Location: Black Butte Ranch, nine miles northeast of Sisters off Highway 20
Hours: Wednesday through Sunday 8 to 11:30 a.m. breakfast, 11:30 a.m. to 2:30 p.m. lunch, 5 to 9 p.m. dinner
Price Range: Breakfast from $2.50 to $14, lunch from $4 to $14, dinner entrees from $15 to $29.50
Alcoholic Beverages: Full service
Kids’ Menu: Yes
Reservations: Recommended for dinner, available for breakfast or lunch for parties of six or more
Credit Cards: Visa, MasterCard, Discover, American Express
Contact: 595-1260
BLACK BUTTE RANCH – The Lodge Restaurant at Black Butte Ranch feels like home to its regular patrons.
One resident of ”the Ranch,” as locals call it, has cheese shipped from France every year so the restaurant’s chefs can make his favorite Christmastime delicacy. Other residents call the chefs for cooking tips.
The Lodge Restaurant may seem like home to them, but what an elegant home it is.
The restaurant’s setting is in a meadow with a pond where herons wade and eagles swoop. In the distance are aspen groves and Cascade peaks.
And nearly every seat in the dining room faces a window.
On the inside of the bay windows are plates filled with steaming pan-fried oysters, grilled filet mignon and crab cakes and monster-sized slices of mud pie.
The Lodge Restaurant has been the hangout for people staying in the more than 1,200 homes on the ranch since it opened in 1971. It’s also open to the public. It has long been a dining destination for residents of Central Oregon and the Willamette Valley.

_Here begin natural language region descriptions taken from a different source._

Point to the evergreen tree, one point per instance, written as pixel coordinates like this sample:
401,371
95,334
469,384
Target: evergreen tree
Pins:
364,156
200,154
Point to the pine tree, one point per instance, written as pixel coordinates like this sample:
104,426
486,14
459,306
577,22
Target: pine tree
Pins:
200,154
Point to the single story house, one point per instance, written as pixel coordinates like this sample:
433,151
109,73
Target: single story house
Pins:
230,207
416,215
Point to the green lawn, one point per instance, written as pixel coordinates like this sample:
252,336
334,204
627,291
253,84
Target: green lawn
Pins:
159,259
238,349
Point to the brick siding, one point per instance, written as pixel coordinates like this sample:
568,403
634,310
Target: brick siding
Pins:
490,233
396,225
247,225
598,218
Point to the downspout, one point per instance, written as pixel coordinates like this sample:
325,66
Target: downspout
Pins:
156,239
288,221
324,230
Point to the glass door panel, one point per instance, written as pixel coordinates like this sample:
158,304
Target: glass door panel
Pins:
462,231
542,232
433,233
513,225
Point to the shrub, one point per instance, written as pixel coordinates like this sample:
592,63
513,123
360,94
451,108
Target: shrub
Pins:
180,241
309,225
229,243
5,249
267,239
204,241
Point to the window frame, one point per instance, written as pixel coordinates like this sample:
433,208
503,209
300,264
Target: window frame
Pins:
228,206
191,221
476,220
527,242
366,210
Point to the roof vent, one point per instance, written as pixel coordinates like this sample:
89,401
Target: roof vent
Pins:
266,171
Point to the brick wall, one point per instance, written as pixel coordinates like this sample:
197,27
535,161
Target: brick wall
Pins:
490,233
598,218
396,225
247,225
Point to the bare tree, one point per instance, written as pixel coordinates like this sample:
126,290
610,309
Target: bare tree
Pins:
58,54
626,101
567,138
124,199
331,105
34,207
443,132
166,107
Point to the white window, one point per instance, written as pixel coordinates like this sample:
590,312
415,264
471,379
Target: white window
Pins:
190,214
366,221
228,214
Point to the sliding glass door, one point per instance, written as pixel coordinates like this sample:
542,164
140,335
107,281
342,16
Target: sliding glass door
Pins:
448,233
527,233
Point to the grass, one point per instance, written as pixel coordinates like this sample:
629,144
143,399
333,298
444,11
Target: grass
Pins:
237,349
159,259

The reason? Good food in a welcoming atmosphere. The same reasons The Lodge Restaurant keeps staff for years, if not decades.
Most servers at The Lodge Restaurant have long tenures. One of the waiters keeps a log of customers, tracking new developments like marriages and grandchildren. The waiter always remembers to inquire about the family the next time they come in.
Executive Chef David Berger pays just as much attention to the menu, rotating some entrees with the seasons. Right now, the menu focuses on theme weeks and offers different ethnic choices each week. This week’s special is Italian-themed plates.
The Lodge Restaurant also offers 120 different wines by the bottle and 24 wines by the glass. Berger notes that there is also a steward’s list that offers 15 high-end wines.
Berger also mentions the oysters as a big hit with diners, and that prime rib is offered Friday and Saturday nights.
Berger said that the restaurant is more traditional and that things don’t change all that much, but that is because what they have works, and they are going to stick with it.